There are many other companies, though, with impressive long-term growth records and ample potential for further growth. Consider, for example, the following three companies.

1. Lowe's

Shares of Lowe's (LOW 0.52%) have grown at an average annual rate of 20.3% over the past decade (without even reinvesting dividends). And it's a long-term dividend payer, too -- qualifying as a "Dividend King" because it has raised its payout for at least 50 consecutive years. (Its recent dividend yield was 2.1%.) Better still, analysts believe Lowe's can grow its earnings by close to 10% annually over the coming five years.

Despite having roughly 2,000 stores in the U.S. and Canada, Lowe's isn't the top dog in the home improvement retail arena. But just as Coca-Cola and PepsiCo can co-exist profitably, so can Lowe's and Home Depot. Indeed, either is likely to perform well for long-term investors. Home Depot is already favored by contractors and builders, so there's room for Lowe's to grow that share of the market, and it has done so recently.

In its third quarter, management noted, "We delivered better-than-expected results this quarter, with U.S. comps up 3%, driven by Pro growth of 19% and improved DIY sales trends. Sales on Lowes.com grew 12%, on top of 25% growth last year." It added that its "disciplined execution and cost management" has enabled it "to award $200 million in bonuses to our front-line hourly associates, while also announcing $170 million in permanent wage increases." Such moves can result in happy employees who stick around. 

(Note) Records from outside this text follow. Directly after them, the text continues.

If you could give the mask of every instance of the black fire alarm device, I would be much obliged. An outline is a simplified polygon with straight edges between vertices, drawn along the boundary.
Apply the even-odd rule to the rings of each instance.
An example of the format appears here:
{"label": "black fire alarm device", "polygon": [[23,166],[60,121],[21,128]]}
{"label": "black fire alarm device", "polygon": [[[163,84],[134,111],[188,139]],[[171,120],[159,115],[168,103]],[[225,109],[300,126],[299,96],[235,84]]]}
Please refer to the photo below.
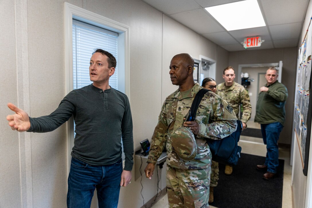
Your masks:
{"label": "black fire alarm device", "polygon": [[141,146],[143,149],[143,154],[144,155],[146,156],[149,154],[149,146],[150,144],[148,139],[144,139],[140,142]]}

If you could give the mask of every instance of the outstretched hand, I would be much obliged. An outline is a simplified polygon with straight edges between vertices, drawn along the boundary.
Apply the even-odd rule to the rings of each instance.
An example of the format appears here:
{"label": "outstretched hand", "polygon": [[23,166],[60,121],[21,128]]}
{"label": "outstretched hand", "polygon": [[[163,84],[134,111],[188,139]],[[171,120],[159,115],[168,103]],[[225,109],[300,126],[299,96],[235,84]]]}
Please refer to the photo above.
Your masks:
{"label": "outstretched hand", "polygon": [[147,178],[152,179],[152,176],[153,176],[153,172],[155,168],[155,165],[152,163],[149,163],[147,164],[144,169],[145,175]]}
{"label": "outstretched hand", "polygon": [[120,181],[120,186],[125,187],[131,183],[132,174],[129,171],[124,170],[121,173],[121,179]]}
{"label": "outstretched hand", "polygon": [[15,114],[7,116],[7,120],[9,121],[9,126],[11,128],[19,131],[27,131],[29,129],[30,121],[28,114],[11,103],[7,104],[7,106],[15,112]]}

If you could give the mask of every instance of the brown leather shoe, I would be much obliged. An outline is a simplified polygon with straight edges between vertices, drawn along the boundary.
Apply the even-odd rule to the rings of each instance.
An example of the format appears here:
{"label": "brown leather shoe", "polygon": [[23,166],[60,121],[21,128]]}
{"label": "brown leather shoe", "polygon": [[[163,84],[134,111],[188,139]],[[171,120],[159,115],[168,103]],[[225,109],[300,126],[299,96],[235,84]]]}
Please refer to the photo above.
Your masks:
{"label": "brown leather shoe", "polygon": [[228,165],[225,165],[225,170],[224,170],[224,173],[225,175],[229,176],[232,174],[233,171],[233,167],[232,166]]}
{"label": "brown leather shoe", "polygon": [[263,179],[266,180],[270,179],[273,178],[275,176],[275,174],[267,171],[266,173],[263,174]]}
{"label": "brown leather shoe", "polygon": [[258,170],[264,170],[268,168],[268,166],[264,164],[263,165],[257,165],[257,167],[256,168]]}

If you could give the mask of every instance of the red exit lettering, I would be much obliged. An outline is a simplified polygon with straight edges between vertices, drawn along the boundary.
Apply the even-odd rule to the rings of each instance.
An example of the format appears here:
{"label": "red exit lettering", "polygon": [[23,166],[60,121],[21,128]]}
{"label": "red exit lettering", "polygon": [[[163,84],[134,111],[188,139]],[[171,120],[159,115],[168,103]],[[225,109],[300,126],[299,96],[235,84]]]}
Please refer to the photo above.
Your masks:
{"label": "red exit lettering", "polygon": [[260,43],[260,41],[259,40],[259,37],[252,37],[246,38],[245,44],[246,47],[255,47],[258,46],[258,44]]}

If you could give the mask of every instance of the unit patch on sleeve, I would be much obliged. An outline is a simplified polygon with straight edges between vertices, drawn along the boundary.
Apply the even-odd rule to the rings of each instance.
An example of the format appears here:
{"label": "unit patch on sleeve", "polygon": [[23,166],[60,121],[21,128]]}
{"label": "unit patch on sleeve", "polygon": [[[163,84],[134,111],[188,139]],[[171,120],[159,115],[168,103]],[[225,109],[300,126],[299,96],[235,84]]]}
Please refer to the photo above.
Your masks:
{"label": "unit patch on sleeve", "polygon": [[230,111],[230,112],[231,113],[232,113],[232,112],[233,111],[233,108],[231,107],[231,106],[229,105],[228,104],[227,105],[227,106],[225,107],[225,108],[226,108],[227,110]]}

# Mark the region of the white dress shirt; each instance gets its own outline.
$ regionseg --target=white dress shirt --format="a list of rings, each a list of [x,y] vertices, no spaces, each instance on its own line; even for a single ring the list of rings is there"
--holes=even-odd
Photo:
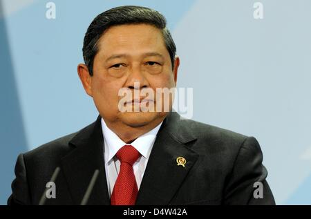
[[[120,171],[120,162],[115,156],[117,151],[126,144],[133,146],[142,155],[140,158],[133,164],[134,175],[136,179],[138,189],[140,187],[144,170],[149,158],[150,153],[156,140],[158,131],[161,126],[162,122],[149,132],[138,137],[131,144],[123,142],[114,132],[113,132],[106,124],[102,118],[102,131],[104,136],[106,177],[107,178],[107,186],[109,197],[111,196]]]

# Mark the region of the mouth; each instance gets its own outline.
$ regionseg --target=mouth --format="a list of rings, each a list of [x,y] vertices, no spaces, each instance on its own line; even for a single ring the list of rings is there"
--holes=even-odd
[[[134,99],[126,102],[126,104],[142,104],[147,102],[154,102],[154,100],[149,99]]]

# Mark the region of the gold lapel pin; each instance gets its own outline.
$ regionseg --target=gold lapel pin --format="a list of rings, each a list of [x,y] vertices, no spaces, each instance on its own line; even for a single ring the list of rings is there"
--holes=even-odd
[[[187,160],[186,160],[186,159],[185,159],[182,157],[178,157],[176,159],[176,162],[177,162],[177,166],[182,166],[185,167],[185,164],[186,164]]]

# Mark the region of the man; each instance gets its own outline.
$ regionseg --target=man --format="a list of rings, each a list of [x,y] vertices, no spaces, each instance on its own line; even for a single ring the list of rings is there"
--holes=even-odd
[[[171,96],[169,112],[153,110],[164,104],[156,95],[120,104],[123,88],[176,87],[176,50],[153,10],[122,6],[98,15],[77,71],[100,116],[21,154],[8,204],[274,204],[254,137],[181,120]]]

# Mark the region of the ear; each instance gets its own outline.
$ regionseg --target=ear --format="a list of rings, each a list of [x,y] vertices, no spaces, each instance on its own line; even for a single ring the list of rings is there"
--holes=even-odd
[[[92,76],[91,76],[88,72],[88,67],[84,64],[79,64],[77,66],[77,73],[85,92],[91,97],[93,97],[91,86]]]
[[[175,57],[175,61],[174,61],[174,69],[173,69],[173,73],[174,74],[175,85],[177,84],[177,74],[178,74],[178,72],[179,64],[180,64],[179,57],[178,57],[176,55]]]

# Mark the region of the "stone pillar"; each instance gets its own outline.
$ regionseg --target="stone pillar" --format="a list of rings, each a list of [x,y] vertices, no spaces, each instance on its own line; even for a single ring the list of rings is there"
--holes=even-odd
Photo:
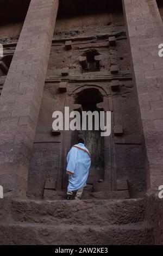
[[[155,0],[123,0],[148,188],[163,185],[163,24]]]
[[[26,194],[59,0],[32,0],[0,97],[0,185]]]

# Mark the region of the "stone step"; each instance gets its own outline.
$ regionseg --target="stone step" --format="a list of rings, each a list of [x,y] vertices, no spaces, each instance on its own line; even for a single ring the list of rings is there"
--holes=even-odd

Lowe's stock seems at least reasonably valued these days, if not a bit undervalued, with both its price-to-earnings (P/E) ratio and its forward-looking P/E ratios below their five-year averages.

2. Sherwin-Williams

Shares of Sherwin-Williams (SHW -0.85%) have grown at an average annual rate of 18.4% over the past decade, and at 18.2% annually, on average, over the past 20 years -- also without even reinvesting dividends. The company pays a dividend, too -- recently yielding nearly 1%.

The paint specialist has grown phenomenally over the decades, but it's done less well recently due to the housing market downturn and likely inflation, as well. In its third quarter, revenue grew by 17.5% to a record of $6.05 billion, while net income per share grew by more than 35%. Management pointed to robust cash flow that's allowing the company to make strategic investments.

Sherwin-Williams stock appears fairly to slightly overvalued, with recent P/E values near five-year averages, so it should not be expected to deliver big immediate gains. Over many years, though, it's likely to serve investors well, as the need for paint isn't likely to disappear, and a soft housing market will eventually heat up.

3. Waste Management

Shares of Waste Management (WM 0.65%) have grown at an average annual rate of 18.7% over the past decade, well above the S&P 500's average of 11.9% -- and that's without even reinvesting dividends.

Waste Management is a rather beautiful business, concentrating on garbage collection, recycling, and even energy production from waste. Many growth stocks may be exciting, but it can be hard to know how they'll be doing a decade from now. It's a fairly safe assumption, though, that we will still need waste and recycling services and that this top dog in the industry will be busy filling those needs. Reliability is a great stock attribute.

There is a problem with Waste Management stock, though -- it's not exactly cheap at recent levels. I've been interested in buying shares for many years myself, though, and it has almost always seemed too richly valued. If you're planning to hang on for many years, you might do all right buying now -- otherwise, or to be safer, consider adding it to a watch list and waiting, or buy in incrementally over time.

The stock does pay a dividend, which recently yielded 1.5%, and can reward patient long-term investors. The company has hiked its payout for 19 consecutive years, most recently by 13%.

These are just a few of many seemingly boring but actually exciting stocks out there. A little digging can turn up even more candidates for your long-term portfolio.